La sentenza che spacca l’America

L’assoluzione di Rittenhouse, il killer di Kenosha, riapre lo scontro fra progressisti e conservatori

New York. «Se un tizio nero fosse entrato a Kenosha, da fuori città, con un fucile da guerra, uccidendo due persone e ferendone gravemente una terza, il verdetto sarebbe stato molto diverso», scrive Tim O’Brien, editorialista di Bloomberg su Twitter. E Tom Nichols, ex docente al Naval War College, autore del saggio «Il nemico dentro» (Luiss), repubblicano, concorda: «Vero, e chi tifa per la sentenza lo sa benissimo».

L’assoluzione, con formula piena, per Kyle Rittenhouse, imputato per duplice omicidio a Kenosha, Wisconsin, fatti che risalgono al 25 agosto 2020 quando l’assassino aveva 17 anni, divide l’America secondo le note faglie, destra-sinistra, con i seguaci dell’ex presidente Trump, la lobby delle armi e i canali media conservatori, guidati dall’anchorman di Fox Carlson Tucker - che domani intervisterà in esclusiva Rittenhouse- a esultare, e gli attivisti per i diritti civili, i commentatori progressisti a deplorare il magistrato, Bruce Schroeder, 75 anni, e i giurati.

In mezzo gli O’Brien e i Nichols, che accettano la sentenza e predicano calma contro i disordini, notando però come, ancora una volta, le differenze razziali pesino, con drammatica evidenza, nel sistema Usa, forze dell’ordine e giudici.

Il presidente Joe Biden stesso, in un comunicato, invita alla calma e alla razionale scelta di accettare la decisione della Corte, pur dicendosi «arrabbiato e preoccupato». Ma, dalla lettura del verdetto venerdì scorso, il tono politico negli Stati Uniti sale, sotto la pressione della destra che usa il caso Rittenhouse per rivendicare l’uso delle armi da parte di vigilantes e mettere sotto accusa il movimento dei neri, malgrado una delle vittime del killer fosse affetta da disordine bipolare e appena rilasciata da un ospedale.

Rittenhouse, che non aveva legami con la destra nazionalista, visti in tv i disordini seguiti al ferimento, da parte della polizia, dell’afroamericano Jacob Blake, rimasto paralizzato, si precipitò a dar man forte contro le proteste.
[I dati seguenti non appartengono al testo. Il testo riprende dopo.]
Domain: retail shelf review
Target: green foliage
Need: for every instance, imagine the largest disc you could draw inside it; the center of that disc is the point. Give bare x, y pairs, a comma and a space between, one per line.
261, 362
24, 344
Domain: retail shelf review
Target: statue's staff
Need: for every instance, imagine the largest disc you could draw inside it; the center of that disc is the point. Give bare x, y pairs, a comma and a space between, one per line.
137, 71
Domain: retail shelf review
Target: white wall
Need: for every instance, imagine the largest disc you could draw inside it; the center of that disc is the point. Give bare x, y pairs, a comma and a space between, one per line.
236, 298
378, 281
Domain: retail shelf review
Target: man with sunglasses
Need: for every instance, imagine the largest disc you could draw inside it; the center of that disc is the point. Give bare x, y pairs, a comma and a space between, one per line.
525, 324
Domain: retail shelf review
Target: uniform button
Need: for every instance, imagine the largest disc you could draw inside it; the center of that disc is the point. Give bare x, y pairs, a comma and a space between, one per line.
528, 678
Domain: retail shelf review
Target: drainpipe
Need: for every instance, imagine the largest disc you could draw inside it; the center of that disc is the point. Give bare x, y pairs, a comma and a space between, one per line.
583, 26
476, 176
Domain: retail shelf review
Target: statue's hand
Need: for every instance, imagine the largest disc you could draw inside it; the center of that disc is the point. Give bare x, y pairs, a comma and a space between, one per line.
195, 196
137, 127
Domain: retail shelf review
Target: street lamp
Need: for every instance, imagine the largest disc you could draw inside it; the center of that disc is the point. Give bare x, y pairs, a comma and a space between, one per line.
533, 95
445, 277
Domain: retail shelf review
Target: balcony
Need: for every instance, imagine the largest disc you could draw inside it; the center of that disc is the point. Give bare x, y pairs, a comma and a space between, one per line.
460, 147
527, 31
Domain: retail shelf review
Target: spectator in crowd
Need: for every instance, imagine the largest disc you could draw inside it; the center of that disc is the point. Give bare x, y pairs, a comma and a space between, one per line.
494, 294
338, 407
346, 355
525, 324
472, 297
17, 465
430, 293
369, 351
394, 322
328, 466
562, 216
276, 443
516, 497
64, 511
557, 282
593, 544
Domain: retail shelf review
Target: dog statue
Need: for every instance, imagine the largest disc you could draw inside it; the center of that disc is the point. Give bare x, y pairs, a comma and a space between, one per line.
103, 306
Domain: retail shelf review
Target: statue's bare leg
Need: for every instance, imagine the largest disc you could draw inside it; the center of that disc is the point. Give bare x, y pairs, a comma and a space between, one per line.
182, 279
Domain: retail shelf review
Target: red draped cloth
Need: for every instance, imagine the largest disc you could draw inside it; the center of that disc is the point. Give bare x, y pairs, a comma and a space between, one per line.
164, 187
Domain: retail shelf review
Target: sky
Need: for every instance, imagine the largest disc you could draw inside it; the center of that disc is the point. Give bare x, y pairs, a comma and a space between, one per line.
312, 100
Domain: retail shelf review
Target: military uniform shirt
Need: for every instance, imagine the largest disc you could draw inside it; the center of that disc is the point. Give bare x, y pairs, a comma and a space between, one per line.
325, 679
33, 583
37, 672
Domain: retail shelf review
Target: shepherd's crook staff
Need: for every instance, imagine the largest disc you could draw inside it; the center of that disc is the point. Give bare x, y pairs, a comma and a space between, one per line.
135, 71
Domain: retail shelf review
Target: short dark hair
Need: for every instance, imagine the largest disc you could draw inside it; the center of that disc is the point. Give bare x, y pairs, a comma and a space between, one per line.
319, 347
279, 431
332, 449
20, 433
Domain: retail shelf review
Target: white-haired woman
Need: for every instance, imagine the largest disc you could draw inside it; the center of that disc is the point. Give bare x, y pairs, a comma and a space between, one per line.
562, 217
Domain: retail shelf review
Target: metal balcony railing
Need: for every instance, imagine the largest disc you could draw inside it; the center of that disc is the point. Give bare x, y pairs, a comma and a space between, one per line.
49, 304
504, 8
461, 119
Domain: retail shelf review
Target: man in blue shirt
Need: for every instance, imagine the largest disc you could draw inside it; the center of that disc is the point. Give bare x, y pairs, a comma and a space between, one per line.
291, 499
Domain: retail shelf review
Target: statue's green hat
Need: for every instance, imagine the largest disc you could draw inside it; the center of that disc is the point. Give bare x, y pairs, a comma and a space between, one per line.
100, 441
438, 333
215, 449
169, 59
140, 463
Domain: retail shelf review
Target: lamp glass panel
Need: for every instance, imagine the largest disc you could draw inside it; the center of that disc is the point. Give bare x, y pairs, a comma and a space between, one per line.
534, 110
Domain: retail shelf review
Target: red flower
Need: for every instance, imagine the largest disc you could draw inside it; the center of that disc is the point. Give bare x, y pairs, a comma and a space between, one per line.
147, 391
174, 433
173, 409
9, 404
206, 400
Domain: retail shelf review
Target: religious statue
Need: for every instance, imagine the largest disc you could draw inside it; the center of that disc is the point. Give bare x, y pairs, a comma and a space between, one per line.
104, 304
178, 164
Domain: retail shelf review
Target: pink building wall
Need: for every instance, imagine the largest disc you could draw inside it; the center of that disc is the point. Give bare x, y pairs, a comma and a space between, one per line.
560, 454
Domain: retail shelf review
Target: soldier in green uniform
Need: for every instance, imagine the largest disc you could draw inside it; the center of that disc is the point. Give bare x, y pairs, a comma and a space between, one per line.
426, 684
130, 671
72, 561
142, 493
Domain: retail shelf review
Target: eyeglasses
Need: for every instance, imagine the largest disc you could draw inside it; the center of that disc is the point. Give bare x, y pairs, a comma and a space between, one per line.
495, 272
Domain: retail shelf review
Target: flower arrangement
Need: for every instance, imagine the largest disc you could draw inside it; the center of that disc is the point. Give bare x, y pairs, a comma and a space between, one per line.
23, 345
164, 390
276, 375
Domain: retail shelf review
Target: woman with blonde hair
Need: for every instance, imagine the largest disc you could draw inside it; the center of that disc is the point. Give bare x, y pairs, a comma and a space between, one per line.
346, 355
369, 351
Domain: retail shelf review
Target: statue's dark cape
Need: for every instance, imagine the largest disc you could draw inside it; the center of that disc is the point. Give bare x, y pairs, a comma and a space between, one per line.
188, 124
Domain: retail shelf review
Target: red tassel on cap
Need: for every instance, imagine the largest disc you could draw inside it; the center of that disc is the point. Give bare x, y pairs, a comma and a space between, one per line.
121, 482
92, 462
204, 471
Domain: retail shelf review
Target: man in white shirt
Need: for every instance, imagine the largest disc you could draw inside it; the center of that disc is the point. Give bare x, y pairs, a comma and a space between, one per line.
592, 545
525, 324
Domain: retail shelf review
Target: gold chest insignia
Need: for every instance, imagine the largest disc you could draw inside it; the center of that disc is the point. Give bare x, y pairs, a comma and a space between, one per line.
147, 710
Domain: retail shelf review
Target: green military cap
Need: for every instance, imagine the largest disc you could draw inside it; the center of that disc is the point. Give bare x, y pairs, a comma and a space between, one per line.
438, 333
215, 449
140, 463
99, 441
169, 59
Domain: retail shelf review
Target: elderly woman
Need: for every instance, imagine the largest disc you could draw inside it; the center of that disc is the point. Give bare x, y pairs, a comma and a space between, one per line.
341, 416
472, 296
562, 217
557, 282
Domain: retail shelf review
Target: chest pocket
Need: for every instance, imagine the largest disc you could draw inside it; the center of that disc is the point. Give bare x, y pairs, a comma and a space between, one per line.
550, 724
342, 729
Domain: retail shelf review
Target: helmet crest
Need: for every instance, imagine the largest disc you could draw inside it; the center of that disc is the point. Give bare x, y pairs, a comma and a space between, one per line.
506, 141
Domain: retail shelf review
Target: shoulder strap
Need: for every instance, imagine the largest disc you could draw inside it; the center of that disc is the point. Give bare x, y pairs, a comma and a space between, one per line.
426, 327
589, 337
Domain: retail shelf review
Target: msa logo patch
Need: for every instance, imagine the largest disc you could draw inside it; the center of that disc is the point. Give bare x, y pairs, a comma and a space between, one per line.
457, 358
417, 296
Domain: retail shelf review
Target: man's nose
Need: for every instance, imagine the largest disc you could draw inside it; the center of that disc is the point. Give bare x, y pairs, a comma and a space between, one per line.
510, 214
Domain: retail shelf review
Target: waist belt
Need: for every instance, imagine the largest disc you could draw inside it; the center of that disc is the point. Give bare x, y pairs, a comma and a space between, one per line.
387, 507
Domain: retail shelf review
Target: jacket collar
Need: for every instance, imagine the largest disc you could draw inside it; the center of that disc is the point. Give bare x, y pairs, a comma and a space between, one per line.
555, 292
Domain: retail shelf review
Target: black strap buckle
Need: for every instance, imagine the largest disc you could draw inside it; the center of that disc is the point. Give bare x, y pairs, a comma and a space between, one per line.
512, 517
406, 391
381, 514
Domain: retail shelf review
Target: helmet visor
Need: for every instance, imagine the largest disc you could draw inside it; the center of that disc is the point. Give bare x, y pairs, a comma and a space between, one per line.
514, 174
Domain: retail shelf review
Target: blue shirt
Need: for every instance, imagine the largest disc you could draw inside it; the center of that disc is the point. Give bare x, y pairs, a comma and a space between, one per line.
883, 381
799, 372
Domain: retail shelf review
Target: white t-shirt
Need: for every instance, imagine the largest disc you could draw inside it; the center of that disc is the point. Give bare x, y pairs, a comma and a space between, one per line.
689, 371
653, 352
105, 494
La prima assurdità, venuta in evidenza durante il dibattimento, è che i picchetti degli agenti, bianchi, avrebbero potuto disarmare il ragazzino prima che entrasse in contatto con gli attivisti, che hanno provato a disarmarlo, l’han gettato per terra, finendo poi vittime dei suoi spari.

Il doppio standard garantito a Rittenhouse gli è fruttato un trattamento morbido da parte del giudice Schroeder, che prima ha cancellato le accuse accessorie sulle armi, poi ha preso le parti della difesa contro il pubblico ministero, irridendo le obiezioni sui video pro imputato, «Sono anziano non capisco la tecnologia» e infine, con mossa irrituale nelle aule Usa, permettendo all’imputato di estrarre a sorte i nomi dei giurati. I prescelti han fiutato l’aria, riconoscendo la «legittima difesa» di un individuo armato con un mitra da guerra AR-15 contro cittadini disarmati.

Carlson Tucker ha seguito il processo con una troupe e annuncia, dopo l’intervista, un documentario per celebrare l’impresa di Rittenhouse, mentre l’ex presidente Trump è tra i primi a congratularsi col ragazzo, diventato eroe per la destra, che ha raccolto con una colletta i due milioni di dollari di cauzione che gli erano stati imposti. Rittenhouse adesso si accinge a incassare sulla imprevista celebrità con tv, comizi, libri. Dietro all’ex presidente si allinea il Gotha dell’estremismo, il deputato repubblicano Matt Gaetz, che offre a Rittenhouse un lavoro, la deputata Marjorie Taylor Greene, «I buoni hanno vinto» mentre, invano, il senatore repubblicano del Wisconsin, Ron Johnson, offre una sponda a Biden, «Spero che si possa accettare il verdetto e lasciare che la comunità di Kenosha si riunisca e vada avanti».

Come in tutti i processi politici, la morale del caso Rittenhouse supera i giorni del dibattimento in aula. È evidente, comunque la si pensi sugli eventi di Kenosha, che a salvare l’imputato è il colore della sua pelle e questa discriminazione, anche ove davvero si fosse trattato di legittima difesa, semina risentimento e rabbia, come riconosce Biden. Il silenzio su questa tragedia da parte di troppi commentatori, pronti a indignarsi al primo innocuo tweet ritenuto «woke» o politicamente corretto, conferma quanta strada debba ancora compiere una vera, condivisa, giustizia sociale.